2. In einem anderen Viertel kam Barbatio, der nach dem
Tod des Silvanus zum Befehlshaber der Infanterie befördert worden war, auf
Befehl des Kaisers mit 25.000 schwer bewaffneten Soldaten aus Italien nach
Augst.
3. Denn der Plan, der vorgeschlagen und sehr eifrig
vorbereitet wurde, war, dass die Allemannen, die sich in einem Zustand größerer
Wut als je zuvor befanden und ihre Einfälle immer weiter ausdehnten, zwischen
unseren beiden Heeren wie zwischen den Armen einer Zange eingeklemmt und so in
eine Ecke getrieben und vernichtet werden sollten.
4. Aber während diese gut durchdachten Pläne vorangetrieben wurden, drangen die Barbaren in ihrer Freude über einen Erfolg, den sie errungen hatten, und in ihrer Geschicklichkeit, jede Gelegenheit zur Plünderung zu nutzen, heimlich zwischen die Lager der Heere und griffen Lyon unerwartet an.
Und nachdem sie die Umgebung geplündert hatten, hätten
sie die Stadt selbst gestürmt und niedergebrannt, wenn sie nicht die Tore so
stark verteidigt gefunden hätten, dass sie zurückgeschlagen wurden; so
zerstörten sie nur alles, was sie außerhalb der Stadt finden konnten.

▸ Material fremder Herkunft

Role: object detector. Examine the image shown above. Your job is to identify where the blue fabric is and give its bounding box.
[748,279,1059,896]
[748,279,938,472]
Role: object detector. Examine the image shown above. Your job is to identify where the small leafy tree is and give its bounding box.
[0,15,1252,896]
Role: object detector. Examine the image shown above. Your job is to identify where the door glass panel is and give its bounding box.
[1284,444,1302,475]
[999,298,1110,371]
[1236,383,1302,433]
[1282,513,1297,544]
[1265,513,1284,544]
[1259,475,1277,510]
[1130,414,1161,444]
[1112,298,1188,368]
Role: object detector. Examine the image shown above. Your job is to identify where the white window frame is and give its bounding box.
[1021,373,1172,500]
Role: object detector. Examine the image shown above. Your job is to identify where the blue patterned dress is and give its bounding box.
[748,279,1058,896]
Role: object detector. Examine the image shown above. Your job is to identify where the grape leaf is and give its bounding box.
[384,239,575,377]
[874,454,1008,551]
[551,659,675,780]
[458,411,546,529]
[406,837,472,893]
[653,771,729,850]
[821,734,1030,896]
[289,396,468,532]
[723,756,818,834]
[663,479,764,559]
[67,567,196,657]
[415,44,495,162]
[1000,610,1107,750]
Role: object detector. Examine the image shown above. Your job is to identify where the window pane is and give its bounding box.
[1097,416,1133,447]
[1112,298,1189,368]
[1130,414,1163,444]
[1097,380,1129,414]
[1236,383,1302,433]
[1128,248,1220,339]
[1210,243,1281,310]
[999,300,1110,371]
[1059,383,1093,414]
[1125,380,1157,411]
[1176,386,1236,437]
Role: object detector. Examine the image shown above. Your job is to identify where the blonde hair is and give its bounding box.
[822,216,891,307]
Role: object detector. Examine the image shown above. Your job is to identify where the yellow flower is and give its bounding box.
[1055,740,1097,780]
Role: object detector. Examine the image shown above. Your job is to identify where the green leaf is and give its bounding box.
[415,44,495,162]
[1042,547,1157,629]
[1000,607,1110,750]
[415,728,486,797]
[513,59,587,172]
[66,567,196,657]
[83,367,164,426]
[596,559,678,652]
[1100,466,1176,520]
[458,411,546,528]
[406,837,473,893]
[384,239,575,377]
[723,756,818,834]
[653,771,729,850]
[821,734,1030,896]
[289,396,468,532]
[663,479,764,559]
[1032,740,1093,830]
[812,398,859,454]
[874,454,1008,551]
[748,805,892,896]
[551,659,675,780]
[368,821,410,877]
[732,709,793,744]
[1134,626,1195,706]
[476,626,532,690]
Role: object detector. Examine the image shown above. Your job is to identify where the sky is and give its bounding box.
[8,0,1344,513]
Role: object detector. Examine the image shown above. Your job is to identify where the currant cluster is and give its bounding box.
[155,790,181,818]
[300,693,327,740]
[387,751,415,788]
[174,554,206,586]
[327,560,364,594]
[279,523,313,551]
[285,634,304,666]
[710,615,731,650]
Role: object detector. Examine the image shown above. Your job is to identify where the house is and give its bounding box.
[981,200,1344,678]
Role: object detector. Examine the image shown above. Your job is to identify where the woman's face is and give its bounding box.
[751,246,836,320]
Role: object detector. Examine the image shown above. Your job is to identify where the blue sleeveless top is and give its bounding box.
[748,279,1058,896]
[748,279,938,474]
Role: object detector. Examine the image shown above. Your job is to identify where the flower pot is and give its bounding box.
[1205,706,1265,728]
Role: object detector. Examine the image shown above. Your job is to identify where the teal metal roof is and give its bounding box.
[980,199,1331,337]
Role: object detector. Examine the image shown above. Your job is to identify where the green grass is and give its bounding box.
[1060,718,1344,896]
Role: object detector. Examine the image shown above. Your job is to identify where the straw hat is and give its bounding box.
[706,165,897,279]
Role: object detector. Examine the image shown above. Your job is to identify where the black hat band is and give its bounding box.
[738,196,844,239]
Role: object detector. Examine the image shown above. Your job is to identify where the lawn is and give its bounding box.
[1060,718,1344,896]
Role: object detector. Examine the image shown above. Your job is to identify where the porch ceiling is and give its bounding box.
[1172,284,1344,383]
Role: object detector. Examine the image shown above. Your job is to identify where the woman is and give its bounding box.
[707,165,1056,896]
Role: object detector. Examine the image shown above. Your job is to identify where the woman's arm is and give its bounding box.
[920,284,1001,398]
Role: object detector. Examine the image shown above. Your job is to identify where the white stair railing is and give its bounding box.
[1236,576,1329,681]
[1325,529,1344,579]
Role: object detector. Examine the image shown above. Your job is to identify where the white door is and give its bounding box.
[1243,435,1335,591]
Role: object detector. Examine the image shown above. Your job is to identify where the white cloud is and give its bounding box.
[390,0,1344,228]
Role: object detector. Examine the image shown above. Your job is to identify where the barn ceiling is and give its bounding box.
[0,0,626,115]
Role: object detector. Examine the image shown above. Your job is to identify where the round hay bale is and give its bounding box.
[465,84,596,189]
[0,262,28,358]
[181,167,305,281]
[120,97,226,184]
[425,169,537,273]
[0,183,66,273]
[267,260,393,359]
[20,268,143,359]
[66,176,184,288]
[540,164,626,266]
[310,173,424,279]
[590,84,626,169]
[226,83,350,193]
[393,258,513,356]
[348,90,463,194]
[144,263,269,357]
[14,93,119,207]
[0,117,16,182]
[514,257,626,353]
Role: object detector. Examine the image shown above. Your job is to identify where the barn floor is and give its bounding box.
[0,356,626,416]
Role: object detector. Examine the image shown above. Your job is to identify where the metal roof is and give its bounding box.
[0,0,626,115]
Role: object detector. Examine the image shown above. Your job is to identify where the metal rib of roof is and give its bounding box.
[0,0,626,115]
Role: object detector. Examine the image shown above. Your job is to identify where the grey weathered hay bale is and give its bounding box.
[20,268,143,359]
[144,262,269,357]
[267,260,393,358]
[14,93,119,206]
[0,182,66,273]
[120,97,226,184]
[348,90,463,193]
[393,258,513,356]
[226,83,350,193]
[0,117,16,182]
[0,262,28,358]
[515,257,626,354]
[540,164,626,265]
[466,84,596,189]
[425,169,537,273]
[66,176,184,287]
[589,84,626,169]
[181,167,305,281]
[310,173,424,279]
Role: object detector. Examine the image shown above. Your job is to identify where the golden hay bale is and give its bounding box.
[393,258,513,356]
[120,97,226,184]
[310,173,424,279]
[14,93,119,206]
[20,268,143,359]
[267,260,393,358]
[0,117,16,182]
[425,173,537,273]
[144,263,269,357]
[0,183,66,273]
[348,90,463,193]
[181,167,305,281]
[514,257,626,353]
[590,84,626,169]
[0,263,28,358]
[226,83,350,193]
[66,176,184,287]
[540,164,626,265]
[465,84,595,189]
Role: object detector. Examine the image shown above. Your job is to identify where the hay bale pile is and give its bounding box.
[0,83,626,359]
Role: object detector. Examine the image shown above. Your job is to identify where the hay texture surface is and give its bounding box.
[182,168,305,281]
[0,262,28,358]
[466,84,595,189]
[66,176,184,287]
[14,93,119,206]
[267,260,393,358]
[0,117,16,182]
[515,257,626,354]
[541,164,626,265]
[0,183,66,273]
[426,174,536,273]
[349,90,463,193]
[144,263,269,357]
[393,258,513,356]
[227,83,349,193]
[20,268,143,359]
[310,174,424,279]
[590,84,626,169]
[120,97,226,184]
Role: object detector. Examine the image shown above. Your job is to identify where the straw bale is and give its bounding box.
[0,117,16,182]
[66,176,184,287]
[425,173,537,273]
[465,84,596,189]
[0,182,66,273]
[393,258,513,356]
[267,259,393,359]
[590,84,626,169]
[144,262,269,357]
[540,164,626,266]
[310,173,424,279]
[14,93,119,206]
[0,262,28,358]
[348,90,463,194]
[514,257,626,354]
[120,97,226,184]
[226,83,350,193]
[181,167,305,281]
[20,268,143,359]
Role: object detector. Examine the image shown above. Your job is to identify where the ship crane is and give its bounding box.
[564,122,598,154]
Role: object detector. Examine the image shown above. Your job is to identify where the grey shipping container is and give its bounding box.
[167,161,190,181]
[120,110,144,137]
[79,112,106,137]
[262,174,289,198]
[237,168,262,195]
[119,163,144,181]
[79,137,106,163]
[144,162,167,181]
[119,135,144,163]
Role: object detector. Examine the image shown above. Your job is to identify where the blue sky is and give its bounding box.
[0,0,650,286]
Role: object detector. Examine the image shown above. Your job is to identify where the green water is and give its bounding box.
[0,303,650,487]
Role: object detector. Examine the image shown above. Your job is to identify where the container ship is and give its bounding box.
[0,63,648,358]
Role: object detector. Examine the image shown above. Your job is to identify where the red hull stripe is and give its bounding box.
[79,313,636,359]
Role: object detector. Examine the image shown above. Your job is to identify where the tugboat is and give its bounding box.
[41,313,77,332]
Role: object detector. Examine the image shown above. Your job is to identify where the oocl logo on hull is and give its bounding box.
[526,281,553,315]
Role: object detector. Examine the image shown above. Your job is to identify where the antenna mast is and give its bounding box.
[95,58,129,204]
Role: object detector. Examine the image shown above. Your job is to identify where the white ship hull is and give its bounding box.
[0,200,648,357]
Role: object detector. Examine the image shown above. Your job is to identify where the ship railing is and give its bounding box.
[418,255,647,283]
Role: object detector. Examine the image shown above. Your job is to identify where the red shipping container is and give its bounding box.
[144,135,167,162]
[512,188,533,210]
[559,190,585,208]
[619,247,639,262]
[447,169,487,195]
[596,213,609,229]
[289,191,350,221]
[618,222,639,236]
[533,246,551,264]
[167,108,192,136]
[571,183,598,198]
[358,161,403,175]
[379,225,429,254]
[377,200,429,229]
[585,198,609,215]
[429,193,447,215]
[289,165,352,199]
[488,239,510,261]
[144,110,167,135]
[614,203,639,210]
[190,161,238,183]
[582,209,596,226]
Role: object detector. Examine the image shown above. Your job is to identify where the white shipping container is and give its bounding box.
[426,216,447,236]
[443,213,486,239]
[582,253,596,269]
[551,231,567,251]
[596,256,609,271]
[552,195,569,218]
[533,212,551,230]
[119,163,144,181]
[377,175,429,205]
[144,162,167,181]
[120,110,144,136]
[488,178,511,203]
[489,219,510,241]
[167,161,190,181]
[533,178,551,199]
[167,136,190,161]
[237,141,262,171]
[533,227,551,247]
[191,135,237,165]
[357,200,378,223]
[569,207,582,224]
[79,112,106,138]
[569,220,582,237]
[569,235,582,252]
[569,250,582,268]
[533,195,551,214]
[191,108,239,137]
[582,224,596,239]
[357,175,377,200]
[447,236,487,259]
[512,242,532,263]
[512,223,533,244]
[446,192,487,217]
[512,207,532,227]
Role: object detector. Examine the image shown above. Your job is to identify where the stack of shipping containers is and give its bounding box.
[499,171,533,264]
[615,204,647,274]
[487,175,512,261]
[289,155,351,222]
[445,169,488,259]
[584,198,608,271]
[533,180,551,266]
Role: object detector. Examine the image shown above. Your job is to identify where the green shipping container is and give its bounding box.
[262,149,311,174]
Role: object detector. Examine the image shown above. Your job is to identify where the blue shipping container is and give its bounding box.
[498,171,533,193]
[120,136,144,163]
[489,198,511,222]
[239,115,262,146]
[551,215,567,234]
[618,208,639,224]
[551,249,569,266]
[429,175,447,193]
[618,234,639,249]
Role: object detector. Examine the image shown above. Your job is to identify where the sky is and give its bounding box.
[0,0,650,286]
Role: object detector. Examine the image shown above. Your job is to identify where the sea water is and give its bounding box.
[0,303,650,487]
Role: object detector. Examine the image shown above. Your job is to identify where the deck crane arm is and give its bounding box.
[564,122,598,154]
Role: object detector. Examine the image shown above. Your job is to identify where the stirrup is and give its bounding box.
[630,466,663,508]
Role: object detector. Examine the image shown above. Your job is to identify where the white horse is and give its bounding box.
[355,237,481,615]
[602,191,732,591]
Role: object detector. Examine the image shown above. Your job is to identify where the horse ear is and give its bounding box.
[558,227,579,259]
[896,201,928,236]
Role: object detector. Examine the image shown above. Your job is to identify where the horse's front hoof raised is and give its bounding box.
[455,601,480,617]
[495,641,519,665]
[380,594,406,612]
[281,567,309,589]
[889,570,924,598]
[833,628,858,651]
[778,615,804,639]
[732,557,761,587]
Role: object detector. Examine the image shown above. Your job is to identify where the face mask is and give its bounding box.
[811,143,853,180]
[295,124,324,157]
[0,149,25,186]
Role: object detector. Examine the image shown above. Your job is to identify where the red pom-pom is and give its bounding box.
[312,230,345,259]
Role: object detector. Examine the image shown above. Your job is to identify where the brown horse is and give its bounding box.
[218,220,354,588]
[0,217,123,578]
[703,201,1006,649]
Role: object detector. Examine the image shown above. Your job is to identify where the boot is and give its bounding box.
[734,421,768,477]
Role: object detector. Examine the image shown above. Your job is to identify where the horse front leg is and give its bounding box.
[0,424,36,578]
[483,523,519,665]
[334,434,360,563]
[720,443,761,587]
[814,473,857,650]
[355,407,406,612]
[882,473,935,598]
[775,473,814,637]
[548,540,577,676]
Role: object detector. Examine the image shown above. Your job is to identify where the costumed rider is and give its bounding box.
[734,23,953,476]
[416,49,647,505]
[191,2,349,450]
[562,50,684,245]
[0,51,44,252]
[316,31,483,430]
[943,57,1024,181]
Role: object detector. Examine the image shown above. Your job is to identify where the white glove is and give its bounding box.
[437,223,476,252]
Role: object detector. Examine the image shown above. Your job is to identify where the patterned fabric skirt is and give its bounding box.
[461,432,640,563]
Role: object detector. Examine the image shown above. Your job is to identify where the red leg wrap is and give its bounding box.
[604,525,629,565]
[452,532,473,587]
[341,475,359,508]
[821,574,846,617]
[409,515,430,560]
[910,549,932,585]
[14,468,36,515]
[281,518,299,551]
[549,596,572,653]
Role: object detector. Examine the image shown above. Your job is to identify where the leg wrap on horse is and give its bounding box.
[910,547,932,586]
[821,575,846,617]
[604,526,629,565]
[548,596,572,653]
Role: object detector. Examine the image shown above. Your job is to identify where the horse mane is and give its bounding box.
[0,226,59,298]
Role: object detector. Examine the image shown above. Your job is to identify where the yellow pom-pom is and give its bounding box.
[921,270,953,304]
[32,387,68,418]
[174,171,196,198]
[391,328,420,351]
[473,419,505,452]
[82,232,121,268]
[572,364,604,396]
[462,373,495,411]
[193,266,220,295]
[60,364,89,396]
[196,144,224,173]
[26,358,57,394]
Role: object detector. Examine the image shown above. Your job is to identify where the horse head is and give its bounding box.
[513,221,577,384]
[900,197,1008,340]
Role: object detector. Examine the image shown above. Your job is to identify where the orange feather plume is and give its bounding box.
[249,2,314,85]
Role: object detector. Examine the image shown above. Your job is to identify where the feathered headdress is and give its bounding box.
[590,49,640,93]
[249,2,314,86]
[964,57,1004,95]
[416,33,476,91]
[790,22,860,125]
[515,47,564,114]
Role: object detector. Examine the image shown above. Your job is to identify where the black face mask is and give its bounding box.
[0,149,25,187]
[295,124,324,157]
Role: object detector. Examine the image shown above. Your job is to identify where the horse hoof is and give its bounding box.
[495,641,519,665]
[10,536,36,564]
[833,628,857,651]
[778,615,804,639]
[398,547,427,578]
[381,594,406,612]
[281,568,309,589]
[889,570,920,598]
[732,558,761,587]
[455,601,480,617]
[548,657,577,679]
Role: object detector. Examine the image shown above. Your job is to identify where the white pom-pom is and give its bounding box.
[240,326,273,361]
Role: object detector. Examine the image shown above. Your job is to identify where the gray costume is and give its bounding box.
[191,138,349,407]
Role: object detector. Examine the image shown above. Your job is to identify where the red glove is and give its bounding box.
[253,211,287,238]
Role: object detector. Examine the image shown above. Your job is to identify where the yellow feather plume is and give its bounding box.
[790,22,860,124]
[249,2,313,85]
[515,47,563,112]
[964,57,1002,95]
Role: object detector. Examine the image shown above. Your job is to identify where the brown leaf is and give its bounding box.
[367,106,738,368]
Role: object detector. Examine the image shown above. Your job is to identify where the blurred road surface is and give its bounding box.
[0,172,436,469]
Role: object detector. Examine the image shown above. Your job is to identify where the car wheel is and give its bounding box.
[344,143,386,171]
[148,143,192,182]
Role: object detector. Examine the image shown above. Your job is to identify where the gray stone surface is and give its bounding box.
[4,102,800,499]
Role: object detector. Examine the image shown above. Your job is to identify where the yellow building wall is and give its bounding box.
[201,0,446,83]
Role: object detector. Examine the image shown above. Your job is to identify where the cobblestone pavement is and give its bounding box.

5. Als dieses Unglück bekannt wurde, sandte Caesar mit
großer Eile drei Schwadronen leichter Reiterei von anerkannter Tapferkeit aus,
um drei Straßenlinien zu bewachen, da er wusste, dass die Eindringlinge das
Gebiet zweifellos über eine von ihnen verlassen mussten.
6. Und er irrte sich nicht; denn alle, die über diese Straßen kamen, wurden von unseren Männern abgeschlachtet, und die gesamte Beute, die sie erbeutet hatten, wurde unversehrt wiedergefunden.
Nur die, die am Lager des Barbatio vorbeikamen, entkamen
unversehrt, weil der Tribun Bainobaudes und der spätere Kaiser Valentinianus,
die diesen Pass mit den ihnen unterstellten Reiterstaffeln bewachen sollten,
von Cella, dem Tribun der Skutarii, der als Kollege des Barbatio entsandt
worden war, daran gehindert wurden, diese Straße einzunehmen, obwohl sie sicher
waren, dass die Germanen auf diese Weise in ihr Land zurückkehren würden.
7. Der feige Herr des Pferdes, der auch ein hartnäckiger
Feind der Ehre Julianuss war, begnügte sich nicht damit, sondern war sich
bewusst, dass er Befehle gegeben hatte, die den Interessen Roms zuwiderliefen
(denn als er dessen beschuldigt wurde, gestand Cella, was er getan hatte), und
erstattete Constantius einen falschen Bericht und sagte ihm, dass dieselben
Tribunen unter dem Vorwand der Staatsgeschäfte dorthin gekommen seien, um sich
an den Soldaten, die er befehligte, zu schaffen zu machen. Aufgrund dieser Aussage
wurden sie ihrer Befehle beraubt und kehrten als Privatpersonen nach Hause
zurück.
8. In diesen Tagen setzten die Barbaren, die durch das Herannahen unserer Armeen, die sich auf dem linken Rheinufer niedergelassen hatten, alarmiert waren, einen Teil ihrer Truppen ein, um die natürlich schwer zugänglichen und hügeligen Straßen mit Hilfe von aus großen gefällten Bäumen errichteten Zäunen geschickt zu verbarrikadieren.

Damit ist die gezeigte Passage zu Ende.